University of Washington researchers found they could cut the spread of cancerous cells by 98 percent, compared to 45 percent for the scorpion venom alone, by combining nanoparticles with a scorpion venom compound already being investigated for treating brain cancer.
For more than a decade scientists have looked at using chlorotoxin, a small peptide isolated from scorpion venom, to target and treat cancer cells. Chlorotoxin binds to a surface protein overexpressed by many types of tumors, including brain cancer. Previous research by Miqin Zhang‘s group combined chlorotoxin with nanometer-scale particles of iron oxide, which fluoresce at that size, for both magnetic resonance and optical imaging.

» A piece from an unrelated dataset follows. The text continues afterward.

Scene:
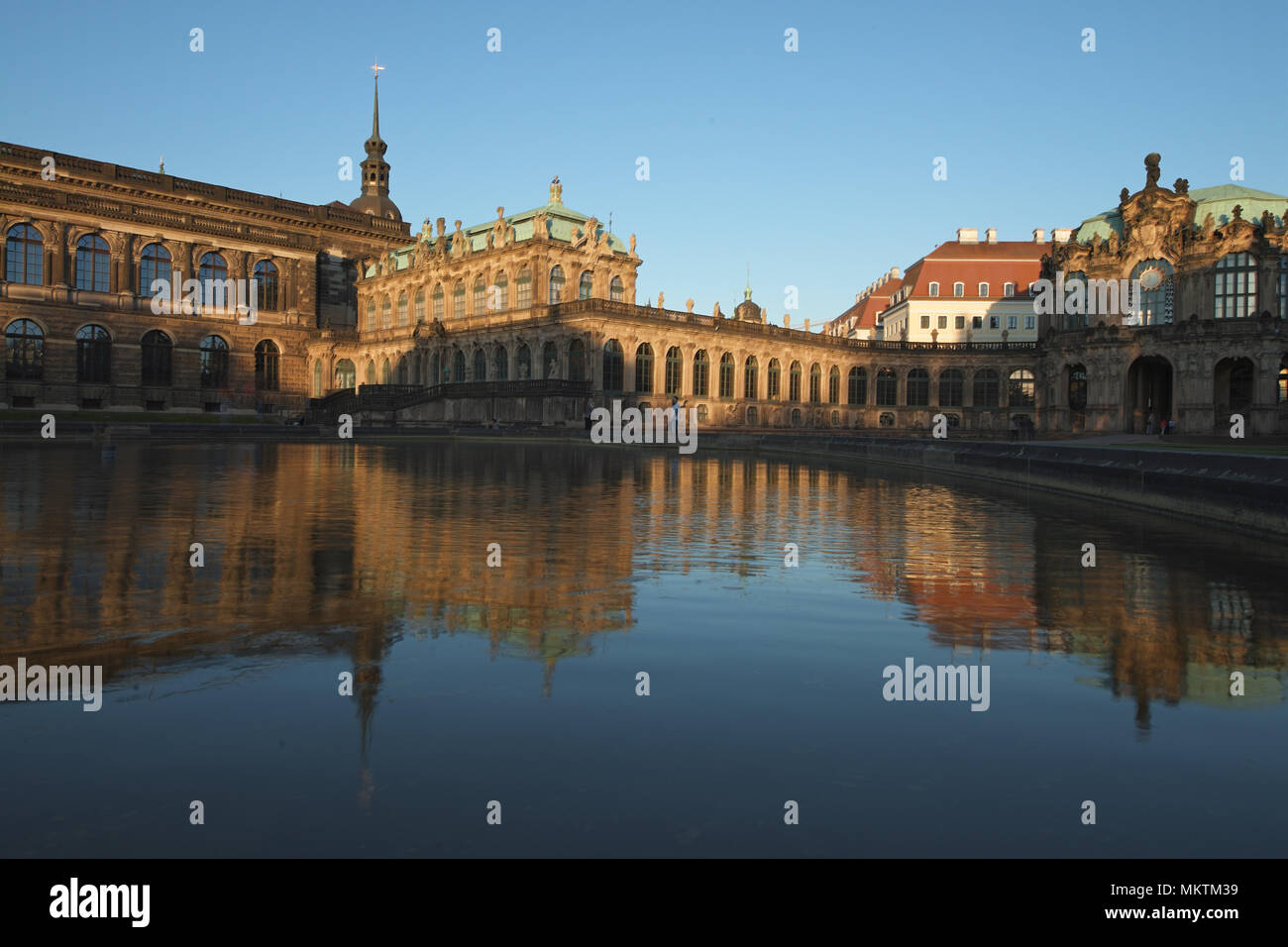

Chlorotoxin also disrupts the spread of invasive tumors — specifically, it slows cell invasion, the ability of the cancerous cell to penetrate the protective matrix surrounding the cell and travel to a different area of the body to start a new cancer. The MMP-2 on the cell’s surface, which is the binding site for chlorotoxin, is hyperactive in highly invasive tumors such as brain cancer. Researchers believe MMP-2 helps the cancerous cell break through the protective matrix to invade new regions of the body. But when chlorotoxin binds to MMP-2, both get drawn into the cancerous cell.
Research showed that the cells containing nanoparticles plus chlorotoxin were unable to elongate, whereas cells containing only nanoparticles or only chlorotoxin could stretch out. This suggests that the nanoparticle-plus-chlorotoxin disabled the machinery on the cell’s surface that allows cells to change shape, yet another step required for a tumor cell to slip through the body.
So far most cancer research has combined nanoparticles either with chemotherapy that kills cancer cells, or therapy seeking to disrupt the genetic activity of a cancerous cell. This is the first time that nanoparticles have been combined with a therapy that physically stops cancer’s spread.